It’s getting easier to build artificial intelligence (AI) models as providers of data analytics and management platforms add development environments to simplify the process. SAS this week previewed a lightweight development environment dubbed SAS Viva Workbench that enables developers to use Python, R or the SAS programming language to build an AI model alongside SAS App Factory, a rapid application development environment based a cloud-native tech stack built on React, TypeScript and Postgres that is integrated with Jupyter Notebook, Visual Studio Code and SAS Enterprise Guide client tools.
Announced at the SAS Explore conference, both tools serve as the foundation for a suite of offerings the company intends to provide for use cases within multiple vertical industries starting with a SAS Energy Forecasting Cloud platform scheduled to be available next year.
SAS is moving down two AI paths. The first is to make it simpler for end users to invoke generative AI capabilities from within an analytics application. The second is to make it easier for organizations to leverage the data collected via SAS platforms to build AI models without necessarily having to acquire extensive prompt engineering expertise, says Shadi Shahin, vice president of product strategy for SAS. “We’re providing co-pilot capabilities,” he adds.

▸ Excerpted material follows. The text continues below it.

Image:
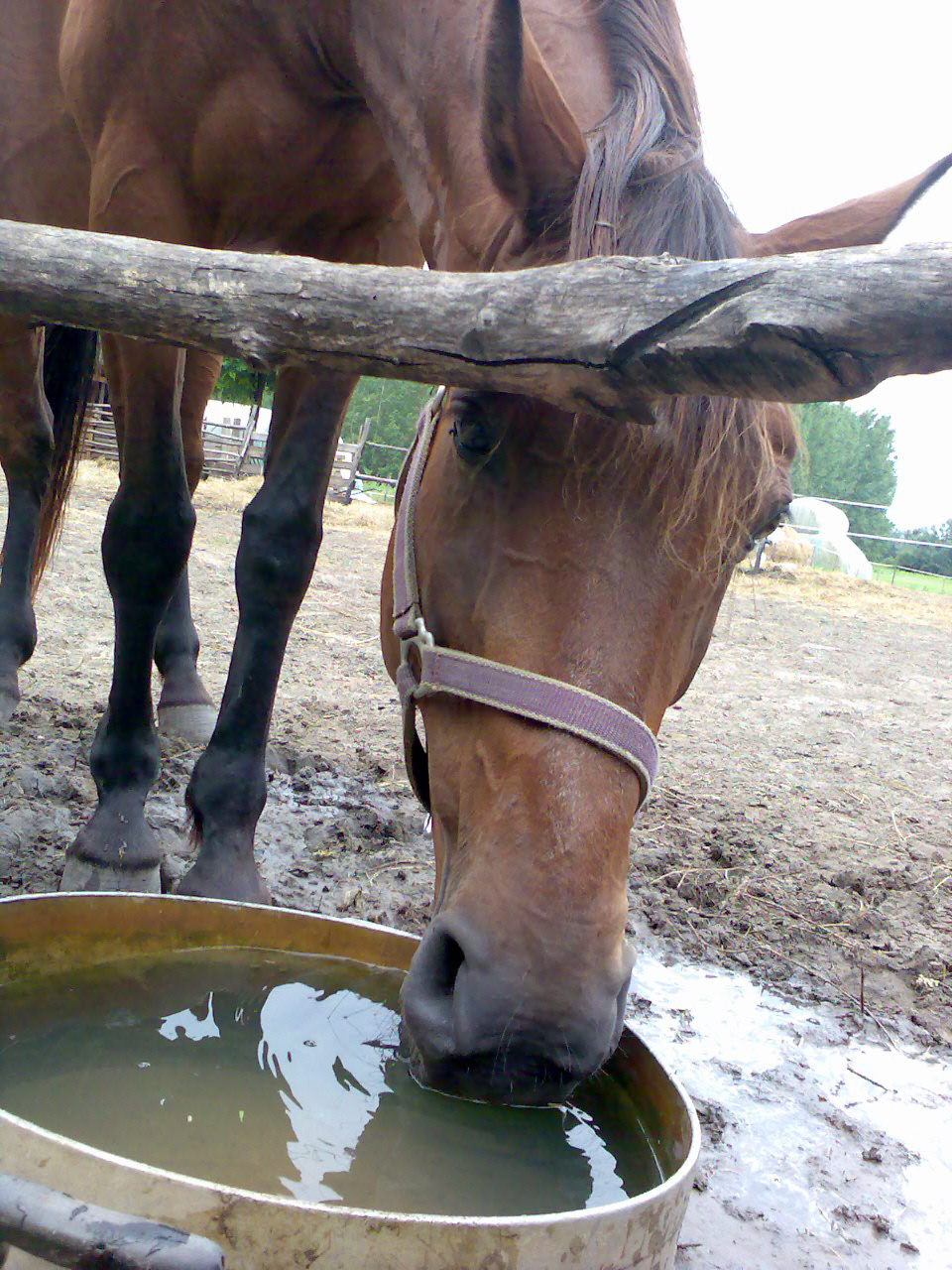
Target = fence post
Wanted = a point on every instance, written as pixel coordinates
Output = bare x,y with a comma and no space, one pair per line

Organizations of all sizes are going to have to determine to what degree they will want to invest in data science skills such as prompt engineering versus relying on platforms that will increasingly automate many of the processes and tasks that today are needed to construct an AI model. That level of automation will be especially critical as AI moves beyond being a science experiment to a capability that is pervasively embedded within almost every application. The pace at which AI models can be retrained, replaced or simply updated will become more crucial as businesses become increasingly more dependent on them.
In the meantime, organizations should expect to see massive gains in productivity as it becomes simpler to use natural language interfaces to invoke analytics applications. In theory, businesses have been investing in analytics applications to make better decisions faster for years, but in practice achieving that goal required a level of expertise that is beyond the average business user. Now the average user will be able to frame a natural language query to, for example, understand the impact of an event and even model what-if scenarios. In effect, analytics applications are about to be utterly transformed as access becomes more democratized, notes Shadin.
Naturally, there is now a race on to take advantage of AI, largely driven by the fear of being left behind. That frenzy may lead to some irrational AI exuberance among business leaders, but over time it’s already apparent machines will be capable of automating an increasing array of tasks, including surfacing insights generated by analytics applications that are accessing large language models (LLMs) that enable generative AI.
The issue now is not only level-setting expectations, but also preparing a workforce for a brave new world where insights based on actual data are readily available to anyone.